Asian stock markets closed mixed Wednesday, even after solid gains for U.S. stocks Tuesday.  Japan added about 1.5%, but markets in China, Hong Kong, and South Korea fell.

European stocks are flat Wednesday morning.  There’s concern that record amounts of cash are still being parked with the European Central Bank.

Louise Cooper, markets analyst with BGC Partners, warns: “This shows how much fear there is still in the wholesale markets - that banks prefer to accept only 0.25% interest rate on their cash rather than lending it out at higher rates to other banks.”

Closer to home, the U.S. central bank is increasingly more transparent; the Federal Reserve will start announcing four times a year how long it plans to keep short-term interest rates at current levels.

In previous guidance, the Fed has said it plans to keep interest rates near zero until the middle of next year, but there’s speculation that may be changing.

Consumers, investors, and businesses often time their decisions and purchases based on access to cheap credit.

Peter Bookvar, Managing Director at Miller Tabak, is skeptical about the efficacy of the Fed’s new communications strategy. “When the history of the Fed book is written, by someone outside of the Fed, the track record of their policy will be the focus, not how they talked about it.”

There’s also growing speculation that the Fed will announce further monetary easing, or money printing, often dubbed Quantitative Easing. Meridian Equity Partners’ U.S. economist Stephen Guilfoyle says that could happen by the end of the month.

“The fact that the Fed has seen little inflation caused by the first two rounds of quantitative easing, mainly because people are afraid to spend and banks are afraid to lend, will allow them to feel OK about expanding. That could come in just three weeks, or it could come in mid-March.”

Starbucks (NASDAQ: SBUX) has raised prices by about 1% on average in the Northeast and in the Sunbelt states, not including southern Florida.
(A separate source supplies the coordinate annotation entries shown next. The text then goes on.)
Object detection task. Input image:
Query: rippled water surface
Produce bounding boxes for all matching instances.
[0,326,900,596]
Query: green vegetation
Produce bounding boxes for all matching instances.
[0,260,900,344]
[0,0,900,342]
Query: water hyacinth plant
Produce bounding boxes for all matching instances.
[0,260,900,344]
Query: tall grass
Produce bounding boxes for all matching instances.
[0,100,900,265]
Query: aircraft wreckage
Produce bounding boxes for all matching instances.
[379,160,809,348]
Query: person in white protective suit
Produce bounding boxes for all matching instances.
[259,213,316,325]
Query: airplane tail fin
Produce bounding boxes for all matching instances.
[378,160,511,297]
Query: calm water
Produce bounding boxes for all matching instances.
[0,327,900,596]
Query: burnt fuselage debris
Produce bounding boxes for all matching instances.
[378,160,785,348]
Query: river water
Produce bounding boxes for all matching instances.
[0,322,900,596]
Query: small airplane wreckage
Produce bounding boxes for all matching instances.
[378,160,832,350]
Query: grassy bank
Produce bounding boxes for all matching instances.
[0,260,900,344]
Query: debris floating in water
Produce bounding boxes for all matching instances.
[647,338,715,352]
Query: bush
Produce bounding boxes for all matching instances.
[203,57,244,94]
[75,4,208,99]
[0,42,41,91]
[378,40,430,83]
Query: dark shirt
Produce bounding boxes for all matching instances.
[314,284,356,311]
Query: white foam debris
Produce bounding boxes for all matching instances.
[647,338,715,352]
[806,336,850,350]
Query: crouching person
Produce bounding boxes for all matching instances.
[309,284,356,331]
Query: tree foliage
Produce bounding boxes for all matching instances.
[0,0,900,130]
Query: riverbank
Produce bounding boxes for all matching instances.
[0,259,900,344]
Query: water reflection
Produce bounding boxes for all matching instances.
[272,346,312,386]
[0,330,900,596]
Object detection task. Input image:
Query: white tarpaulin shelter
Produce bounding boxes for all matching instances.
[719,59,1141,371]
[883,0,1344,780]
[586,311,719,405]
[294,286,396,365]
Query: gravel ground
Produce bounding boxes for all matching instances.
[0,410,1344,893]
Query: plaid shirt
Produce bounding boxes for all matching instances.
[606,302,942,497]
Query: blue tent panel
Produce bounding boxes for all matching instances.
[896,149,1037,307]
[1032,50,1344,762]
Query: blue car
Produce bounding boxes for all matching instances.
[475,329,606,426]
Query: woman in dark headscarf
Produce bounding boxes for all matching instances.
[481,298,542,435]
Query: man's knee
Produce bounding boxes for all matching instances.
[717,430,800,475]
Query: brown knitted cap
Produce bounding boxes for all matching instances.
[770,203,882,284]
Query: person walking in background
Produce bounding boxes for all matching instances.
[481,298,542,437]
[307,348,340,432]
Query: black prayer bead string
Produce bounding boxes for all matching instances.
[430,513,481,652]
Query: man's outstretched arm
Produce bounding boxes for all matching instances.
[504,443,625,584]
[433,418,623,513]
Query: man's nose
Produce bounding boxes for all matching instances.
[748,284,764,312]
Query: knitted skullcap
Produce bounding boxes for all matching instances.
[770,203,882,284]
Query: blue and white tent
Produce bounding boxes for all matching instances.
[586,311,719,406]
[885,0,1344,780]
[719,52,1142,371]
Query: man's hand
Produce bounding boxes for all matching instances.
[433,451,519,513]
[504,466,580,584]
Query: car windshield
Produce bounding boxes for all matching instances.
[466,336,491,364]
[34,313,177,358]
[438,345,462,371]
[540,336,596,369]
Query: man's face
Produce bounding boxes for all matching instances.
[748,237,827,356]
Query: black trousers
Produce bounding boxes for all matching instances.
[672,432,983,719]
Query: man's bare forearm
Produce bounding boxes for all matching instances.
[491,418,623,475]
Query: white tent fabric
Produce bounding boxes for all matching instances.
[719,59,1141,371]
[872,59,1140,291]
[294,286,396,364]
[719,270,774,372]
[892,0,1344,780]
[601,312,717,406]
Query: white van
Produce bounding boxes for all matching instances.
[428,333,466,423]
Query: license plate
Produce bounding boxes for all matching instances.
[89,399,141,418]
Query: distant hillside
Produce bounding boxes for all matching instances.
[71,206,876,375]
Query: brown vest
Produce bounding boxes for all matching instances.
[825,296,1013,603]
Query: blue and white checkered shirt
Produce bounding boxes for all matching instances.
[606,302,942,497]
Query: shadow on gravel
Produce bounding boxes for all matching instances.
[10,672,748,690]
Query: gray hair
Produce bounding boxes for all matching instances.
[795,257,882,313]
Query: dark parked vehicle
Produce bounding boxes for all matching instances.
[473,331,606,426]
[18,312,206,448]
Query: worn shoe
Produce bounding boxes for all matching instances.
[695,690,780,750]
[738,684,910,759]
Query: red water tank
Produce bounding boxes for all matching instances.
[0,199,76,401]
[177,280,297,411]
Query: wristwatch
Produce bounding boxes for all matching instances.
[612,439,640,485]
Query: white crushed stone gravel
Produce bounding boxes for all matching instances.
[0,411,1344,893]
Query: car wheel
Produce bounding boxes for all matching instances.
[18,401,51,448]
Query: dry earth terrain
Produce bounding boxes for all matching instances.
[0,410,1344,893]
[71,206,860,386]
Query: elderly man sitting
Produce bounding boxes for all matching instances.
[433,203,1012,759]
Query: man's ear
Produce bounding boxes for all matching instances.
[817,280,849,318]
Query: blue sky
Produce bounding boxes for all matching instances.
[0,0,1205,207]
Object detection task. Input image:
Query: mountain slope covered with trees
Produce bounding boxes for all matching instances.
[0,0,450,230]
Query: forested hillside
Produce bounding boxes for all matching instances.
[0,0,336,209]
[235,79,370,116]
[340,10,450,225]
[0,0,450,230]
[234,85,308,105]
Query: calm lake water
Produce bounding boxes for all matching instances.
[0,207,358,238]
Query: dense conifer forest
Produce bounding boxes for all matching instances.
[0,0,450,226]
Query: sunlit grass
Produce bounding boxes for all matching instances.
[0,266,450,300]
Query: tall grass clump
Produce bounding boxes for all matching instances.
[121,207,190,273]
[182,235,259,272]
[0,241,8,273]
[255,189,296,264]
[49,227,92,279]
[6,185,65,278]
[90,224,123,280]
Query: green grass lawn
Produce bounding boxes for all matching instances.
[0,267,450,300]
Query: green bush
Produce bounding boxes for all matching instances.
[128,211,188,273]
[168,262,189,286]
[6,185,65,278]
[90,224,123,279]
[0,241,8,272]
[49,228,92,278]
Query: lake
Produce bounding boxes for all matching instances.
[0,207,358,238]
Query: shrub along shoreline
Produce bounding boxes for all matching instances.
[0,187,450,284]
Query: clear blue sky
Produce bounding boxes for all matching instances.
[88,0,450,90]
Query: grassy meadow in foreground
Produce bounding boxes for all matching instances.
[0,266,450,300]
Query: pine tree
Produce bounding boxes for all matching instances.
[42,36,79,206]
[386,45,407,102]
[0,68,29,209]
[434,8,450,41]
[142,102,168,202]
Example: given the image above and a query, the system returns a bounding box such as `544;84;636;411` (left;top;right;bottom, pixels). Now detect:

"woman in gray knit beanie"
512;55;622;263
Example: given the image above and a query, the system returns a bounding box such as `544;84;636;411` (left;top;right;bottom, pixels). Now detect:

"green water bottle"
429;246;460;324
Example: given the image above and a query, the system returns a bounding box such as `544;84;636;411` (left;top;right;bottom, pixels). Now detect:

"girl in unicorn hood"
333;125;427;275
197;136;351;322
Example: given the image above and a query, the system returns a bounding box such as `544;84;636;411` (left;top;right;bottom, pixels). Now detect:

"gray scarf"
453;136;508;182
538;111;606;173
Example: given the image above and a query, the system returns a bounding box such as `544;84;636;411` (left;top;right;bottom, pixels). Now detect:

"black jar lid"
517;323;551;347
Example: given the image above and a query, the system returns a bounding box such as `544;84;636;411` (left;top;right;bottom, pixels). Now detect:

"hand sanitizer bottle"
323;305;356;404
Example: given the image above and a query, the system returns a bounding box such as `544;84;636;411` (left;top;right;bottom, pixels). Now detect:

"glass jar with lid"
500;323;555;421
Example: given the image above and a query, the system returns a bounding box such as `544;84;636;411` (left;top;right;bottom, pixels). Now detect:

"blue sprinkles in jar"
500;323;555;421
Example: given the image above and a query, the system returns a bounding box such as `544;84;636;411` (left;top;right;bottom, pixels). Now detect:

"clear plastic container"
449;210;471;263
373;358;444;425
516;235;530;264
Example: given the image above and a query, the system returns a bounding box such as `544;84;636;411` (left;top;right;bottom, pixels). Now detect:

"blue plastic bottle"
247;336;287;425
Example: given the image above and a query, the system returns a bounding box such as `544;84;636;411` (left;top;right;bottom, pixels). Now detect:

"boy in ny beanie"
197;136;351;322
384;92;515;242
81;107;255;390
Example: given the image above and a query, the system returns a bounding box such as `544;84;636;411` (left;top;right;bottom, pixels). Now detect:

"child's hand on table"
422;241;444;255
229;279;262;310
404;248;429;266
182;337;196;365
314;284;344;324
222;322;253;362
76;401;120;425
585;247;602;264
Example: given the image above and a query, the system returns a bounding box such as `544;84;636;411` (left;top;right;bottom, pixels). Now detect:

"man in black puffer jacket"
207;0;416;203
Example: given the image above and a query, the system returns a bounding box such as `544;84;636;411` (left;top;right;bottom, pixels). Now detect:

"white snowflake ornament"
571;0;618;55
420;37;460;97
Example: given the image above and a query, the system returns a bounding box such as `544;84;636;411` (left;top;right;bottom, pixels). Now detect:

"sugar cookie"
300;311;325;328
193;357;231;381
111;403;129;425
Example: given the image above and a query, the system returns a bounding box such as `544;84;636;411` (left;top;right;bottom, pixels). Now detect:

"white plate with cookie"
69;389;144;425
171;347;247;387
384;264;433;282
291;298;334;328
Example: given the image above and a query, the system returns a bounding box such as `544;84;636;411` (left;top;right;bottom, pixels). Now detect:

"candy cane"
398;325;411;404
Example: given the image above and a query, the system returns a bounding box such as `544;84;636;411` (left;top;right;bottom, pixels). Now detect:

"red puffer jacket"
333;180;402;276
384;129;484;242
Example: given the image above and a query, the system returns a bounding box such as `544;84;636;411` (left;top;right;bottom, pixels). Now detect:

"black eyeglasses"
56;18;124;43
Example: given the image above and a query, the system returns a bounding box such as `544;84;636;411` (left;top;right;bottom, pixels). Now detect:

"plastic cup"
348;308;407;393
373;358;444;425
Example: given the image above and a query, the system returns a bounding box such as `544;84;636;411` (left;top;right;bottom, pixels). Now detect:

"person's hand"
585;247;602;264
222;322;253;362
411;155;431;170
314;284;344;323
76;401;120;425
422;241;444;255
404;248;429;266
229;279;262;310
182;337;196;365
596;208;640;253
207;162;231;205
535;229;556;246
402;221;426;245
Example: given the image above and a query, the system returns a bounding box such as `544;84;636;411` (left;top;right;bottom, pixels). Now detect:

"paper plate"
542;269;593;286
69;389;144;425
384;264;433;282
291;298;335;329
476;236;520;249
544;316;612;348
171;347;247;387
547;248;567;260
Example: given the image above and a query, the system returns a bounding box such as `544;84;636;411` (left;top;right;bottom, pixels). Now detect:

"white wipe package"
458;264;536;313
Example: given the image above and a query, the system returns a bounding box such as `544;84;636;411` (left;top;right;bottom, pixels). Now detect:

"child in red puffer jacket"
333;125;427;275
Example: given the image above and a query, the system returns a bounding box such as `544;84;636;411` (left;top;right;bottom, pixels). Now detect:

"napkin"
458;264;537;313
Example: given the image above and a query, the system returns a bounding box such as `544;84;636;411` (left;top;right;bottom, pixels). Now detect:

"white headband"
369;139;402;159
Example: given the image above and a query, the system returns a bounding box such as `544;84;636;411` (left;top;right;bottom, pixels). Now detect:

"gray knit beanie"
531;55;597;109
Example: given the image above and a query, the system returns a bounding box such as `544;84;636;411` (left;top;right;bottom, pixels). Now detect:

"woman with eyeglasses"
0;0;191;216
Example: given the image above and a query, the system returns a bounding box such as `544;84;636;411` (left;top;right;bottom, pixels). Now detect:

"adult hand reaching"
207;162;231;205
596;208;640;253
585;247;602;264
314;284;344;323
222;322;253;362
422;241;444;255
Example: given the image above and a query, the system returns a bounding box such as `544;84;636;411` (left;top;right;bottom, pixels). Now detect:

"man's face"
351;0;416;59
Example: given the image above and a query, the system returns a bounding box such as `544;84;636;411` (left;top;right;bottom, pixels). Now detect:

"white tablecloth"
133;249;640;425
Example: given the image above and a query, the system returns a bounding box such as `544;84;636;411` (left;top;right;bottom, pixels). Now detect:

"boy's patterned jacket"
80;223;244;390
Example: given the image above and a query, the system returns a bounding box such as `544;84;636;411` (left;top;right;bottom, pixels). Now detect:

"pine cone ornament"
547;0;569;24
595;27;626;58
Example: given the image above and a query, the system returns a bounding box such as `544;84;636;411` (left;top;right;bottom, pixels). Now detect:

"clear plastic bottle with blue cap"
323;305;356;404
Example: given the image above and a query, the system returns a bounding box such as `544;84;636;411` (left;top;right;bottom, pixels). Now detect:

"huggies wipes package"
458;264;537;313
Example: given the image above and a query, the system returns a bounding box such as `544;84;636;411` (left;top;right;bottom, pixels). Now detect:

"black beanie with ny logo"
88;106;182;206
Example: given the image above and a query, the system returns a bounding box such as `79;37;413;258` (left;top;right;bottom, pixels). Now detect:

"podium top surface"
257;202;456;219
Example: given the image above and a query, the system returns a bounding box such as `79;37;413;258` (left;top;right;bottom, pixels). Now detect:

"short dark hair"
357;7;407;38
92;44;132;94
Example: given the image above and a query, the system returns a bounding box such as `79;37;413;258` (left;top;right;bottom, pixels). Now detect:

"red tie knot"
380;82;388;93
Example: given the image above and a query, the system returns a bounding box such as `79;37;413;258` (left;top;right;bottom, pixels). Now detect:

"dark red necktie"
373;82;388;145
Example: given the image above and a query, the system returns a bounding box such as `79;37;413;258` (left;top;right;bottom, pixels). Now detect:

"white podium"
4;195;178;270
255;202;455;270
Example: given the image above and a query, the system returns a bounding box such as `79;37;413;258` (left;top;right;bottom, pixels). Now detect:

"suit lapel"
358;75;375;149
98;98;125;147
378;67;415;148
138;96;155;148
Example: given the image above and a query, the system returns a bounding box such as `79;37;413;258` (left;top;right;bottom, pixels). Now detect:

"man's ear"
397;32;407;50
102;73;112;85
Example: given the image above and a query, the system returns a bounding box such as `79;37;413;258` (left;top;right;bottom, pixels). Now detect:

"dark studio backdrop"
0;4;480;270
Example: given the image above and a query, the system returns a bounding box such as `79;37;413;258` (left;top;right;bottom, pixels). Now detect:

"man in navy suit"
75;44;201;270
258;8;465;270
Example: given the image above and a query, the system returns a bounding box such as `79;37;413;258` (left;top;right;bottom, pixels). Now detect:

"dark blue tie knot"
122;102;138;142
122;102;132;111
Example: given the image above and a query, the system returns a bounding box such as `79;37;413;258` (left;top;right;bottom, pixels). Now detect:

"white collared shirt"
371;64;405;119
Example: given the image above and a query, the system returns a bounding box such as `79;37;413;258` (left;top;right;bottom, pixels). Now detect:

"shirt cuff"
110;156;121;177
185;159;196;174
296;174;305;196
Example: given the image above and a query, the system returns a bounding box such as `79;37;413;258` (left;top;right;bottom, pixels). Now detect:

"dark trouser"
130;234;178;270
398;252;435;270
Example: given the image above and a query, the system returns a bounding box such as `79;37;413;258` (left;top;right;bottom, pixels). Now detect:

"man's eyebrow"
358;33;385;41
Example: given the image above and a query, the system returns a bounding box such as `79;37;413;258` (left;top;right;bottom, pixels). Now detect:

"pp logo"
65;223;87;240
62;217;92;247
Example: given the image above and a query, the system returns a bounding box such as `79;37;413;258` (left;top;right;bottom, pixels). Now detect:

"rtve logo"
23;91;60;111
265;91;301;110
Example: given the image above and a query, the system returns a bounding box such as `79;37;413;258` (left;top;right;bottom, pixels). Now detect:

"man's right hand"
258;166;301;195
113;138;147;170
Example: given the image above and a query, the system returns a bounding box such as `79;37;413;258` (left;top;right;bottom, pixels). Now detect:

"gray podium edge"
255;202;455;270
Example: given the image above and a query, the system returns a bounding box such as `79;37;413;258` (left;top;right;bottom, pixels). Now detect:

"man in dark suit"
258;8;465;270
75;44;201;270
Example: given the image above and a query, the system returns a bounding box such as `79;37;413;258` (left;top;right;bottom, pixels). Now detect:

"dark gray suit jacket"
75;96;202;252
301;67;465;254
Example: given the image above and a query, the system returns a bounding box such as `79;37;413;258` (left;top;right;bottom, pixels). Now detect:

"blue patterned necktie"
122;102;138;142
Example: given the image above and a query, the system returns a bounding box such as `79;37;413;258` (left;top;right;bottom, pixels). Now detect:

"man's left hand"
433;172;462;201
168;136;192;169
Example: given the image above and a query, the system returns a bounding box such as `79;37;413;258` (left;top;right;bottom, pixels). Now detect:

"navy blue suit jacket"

So if you live in New York, a tall coffee and tall latte now costs a dime more.

Jim Olson, Starbucks’ VP of Global Corporate Communications, says, “We did not take an across-the-board price change. Some items increased in price, while others remained the same…We approach pricing on a long-term, product-by-product, market-by-market basis. These adjustments are the result of balancing the cost of doing business with competitive dynamics in these markets.”

The newsstand price of The New York Times (NYSE:NYT) has also gone up.  The increase is 50 cents, and  it’s the first hike in more than two years for the paper.  The Sunday paper and digital subscriptions were not affected.